Elastic Document's @version not incrementing when updating via Logstash

0
votes

I want to load the issue data from a JIRA instance to my Elastic Stack on a regular basis. I don't want to create a new elastic document every time I pull the data from the JIRA API, but instead update the existing document document, which means there should only exist one document per JIRA issue. When updating, I would expect the @version field to increment automatically when setting the document_id field of the elasticsearch output plugin.

Currently working setup

  • Elastic Stack: Version 7.4.0 running on Ubuntu in Docker containers
  • Logstash Input stage: get the JIRA issue data via http_poller input plugin
  • Logstash Filter stage: use the split filter plugin to modify the JSON data as needed
  • Logstash Output stage: pipe the data to Elasticsearch and make it visible in Kibana

Where I am struggling

The data is correctly registered in Elastic and shown in Kibana. As expected there is one document per issue. However, the document is being overwritten but @version stays at value 1. I assumend using action => "update", doc_as_upsert => true and document_id => "%{[@metadata][id]}" would be enough to make Elasticsearch realize that it needs to increment the version of the document.

I am wondering in general if this is the correct approach to make the JIRA issue data searchable over time. For example, will I be able to find the status quo of a JIRA ticket at a past @version? Or will the @version value only give me the information how often the document was updated, without giving me the indiviual document version's values?

logstash.conf (certain data was removed and replaced with <> tags)

input {
  http_poller {
    urls => {
      data => {
        method => get
        url => "https://<myjira>.com/jira/rest/api/2/search?<searchJQL>"
        headers => {
          Authorization => "Basic <censored>"
          Accept => "application/json"
          "Content-Type" => "application/json"
        }
      }
    }
    request_timeout => 60
    schedule => { every => "10s" } # low value for debugging
    codec => "json"
  }
}

filter {
  split {
    field => "issues"
    add_field => {
      "key" => "%{[issues][key]}"
      "Summary" => "%{[issues][fields][summary]}"
      [@metadata]["id"] => "%{[issues][id]}" # unique ID of a JIRA issue, the JIRA issue key could also be used
    }
  remove_field => [ "startAt", "total", "maxResults", "expand", "issues"]
  }
}

output {
  stdout { codec => rubydebug }
  elasticsearch {
       index => "gsep"
       user => ["<usr>"]
       password => ["<pw>"]
       hosts => ["elasticsearch:9200"]
       action => "update"
       document_id => "%{[@metadata][id]}"
       doc_as_upsert => true
  }
}

Screenshots from Document Data in Kibana

I had to censor information, but the missing information should not be relevant. On the screenshot you can see that the same _id is correctly set, but the @version stays at 1. In Elasticstash/Kibana exists only exactly this document for the respective issue/_id.

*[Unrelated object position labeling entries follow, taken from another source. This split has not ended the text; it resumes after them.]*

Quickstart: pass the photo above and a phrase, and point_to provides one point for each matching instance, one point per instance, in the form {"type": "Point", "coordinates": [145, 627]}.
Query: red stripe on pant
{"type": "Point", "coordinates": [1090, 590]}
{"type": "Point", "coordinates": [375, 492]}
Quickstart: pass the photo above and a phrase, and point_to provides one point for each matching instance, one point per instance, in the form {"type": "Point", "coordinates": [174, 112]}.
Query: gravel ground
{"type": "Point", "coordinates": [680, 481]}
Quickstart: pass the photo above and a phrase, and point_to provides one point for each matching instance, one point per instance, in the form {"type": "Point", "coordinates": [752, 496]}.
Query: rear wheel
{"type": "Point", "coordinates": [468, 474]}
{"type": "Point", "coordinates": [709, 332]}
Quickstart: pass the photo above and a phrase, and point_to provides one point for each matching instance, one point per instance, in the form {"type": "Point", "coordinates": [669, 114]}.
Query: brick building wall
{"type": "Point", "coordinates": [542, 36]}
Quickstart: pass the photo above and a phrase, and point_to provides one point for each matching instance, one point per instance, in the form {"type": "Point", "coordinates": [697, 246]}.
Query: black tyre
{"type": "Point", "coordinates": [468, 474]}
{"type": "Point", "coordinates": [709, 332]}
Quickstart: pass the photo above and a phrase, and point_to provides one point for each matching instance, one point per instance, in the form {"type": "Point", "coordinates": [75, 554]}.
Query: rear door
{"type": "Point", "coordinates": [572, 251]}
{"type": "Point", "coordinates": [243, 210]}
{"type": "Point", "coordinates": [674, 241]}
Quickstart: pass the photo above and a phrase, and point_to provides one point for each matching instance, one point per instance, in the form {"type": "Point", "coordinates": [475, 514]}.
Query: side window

First screenshot with earlier timestsamp

Second screenshot with later timestamp

1
elasticsearchlogstashelastic-stack

1 Answers

0
votes

The @version field is coming from logstash and is just an indicator for the version of your log message format. There is no auto-increment functionality etc.

Please note, there is also a _version field in elasticsearch documents. _version is an automatically incremented value used for optimistic locking in a concurrency scenario.

Just to be clear, elasticsearch can't give you what you are expecting in terms of versioning out of the box. You can't access a different version of the same document relying on _version. There are design patterns hot to implement such a document history in elasticsearch. But that's a broad question with many answers and out of scope of this question.